Saturday, October 13, 2007

Missiles hi tech battle in northern Asia



Nobody wants to get this one in his Japanese garden. So, how to screen any incoming missile on the northern coast? Here is the added defense jewel. After the big station, little ones. Still some Japanese seem or pretend to be unsatisfied in spite of the US Japan military alliance. Details on quotes, local press & agencies:

"US forces deployed a mobile missile-tracking station in Japan for the first time Friday, officials said, as part of efforts to defend against a potential attack from North Korea. The Joint Tactical Ground Station was being set up at the Misawa base in Aomori, the northernmost prefecture of Japan's most populous island of Honshu. But local authorities and media had criticised the deployment, saying they were not sufficiently informed. "The US military might not be able to disclose military secrets. However, we should not just let it be," the local To-o Nippo newspaper said in an editorial before the deployment. "The mayor must press the US military and the (Japanese) government to give us detailed explanation."

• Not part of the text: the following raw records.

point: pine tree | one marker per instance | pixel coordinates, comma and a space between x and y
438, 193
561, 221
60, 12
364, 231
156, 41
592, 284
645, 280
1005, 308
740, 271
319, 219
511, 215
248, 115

The mobile missile-tracking system is designed to receive launch data from early warning satellites, analyze the projected destination of missiles and forward the information to the U.S. military and Japan's Defense Ministry.



It is the first time the US military has deployed the mobile unit in Japan, although one is already in South Korea, said Yutaka Shirasawa, an official at Japan's defence ministry. The system consists of a vehicle equipped with three satellite antennas and information-processing equipment, which is meant to send news of any incoming missile to the US military and Japanese defence ministry.

It will be operated by 18 US servicepeople from an army base in the western US state of Colorado, Shirasawa said, adding the local government was informed of the deployment Thursday. Tokyo and Washington launched work on a missile defence shield for Japan after North Korea shocked the world in 1998 by firing a long-range missile over Japan into the Pacific Ocean. In March, Japan for the first time installed Patriot surface-to-air missile interceptors in the Tokyo area.

Japan will conduct its first missile test in mid-December, from an Aegis-radar equipped destroyer off Hawaii, "to confirm its ballistic missile defense capability," the Defense Ministry said separately in a statement.

Japan deployed its first advanced U.S.-developed Patriot missiles earlier this year, and plans to introduce SM-3 interceptors on its destroyers in the next few years, including one in December. The two countries held a regional ballistic missile defense drill in July. Another round of exercises is scheduled for November, followed by a test launch of the U.S.-developed SM-3 missile interceptor from Japan's Aegis-class destroyer Kongo during the week of Dec. 17 off a Hawaiian island of Kauai, the ministry said.

The United States last year installed Japan's first anti-missile system on the southern island of Okinawa, the hub of the 40,000 US troops in Japan."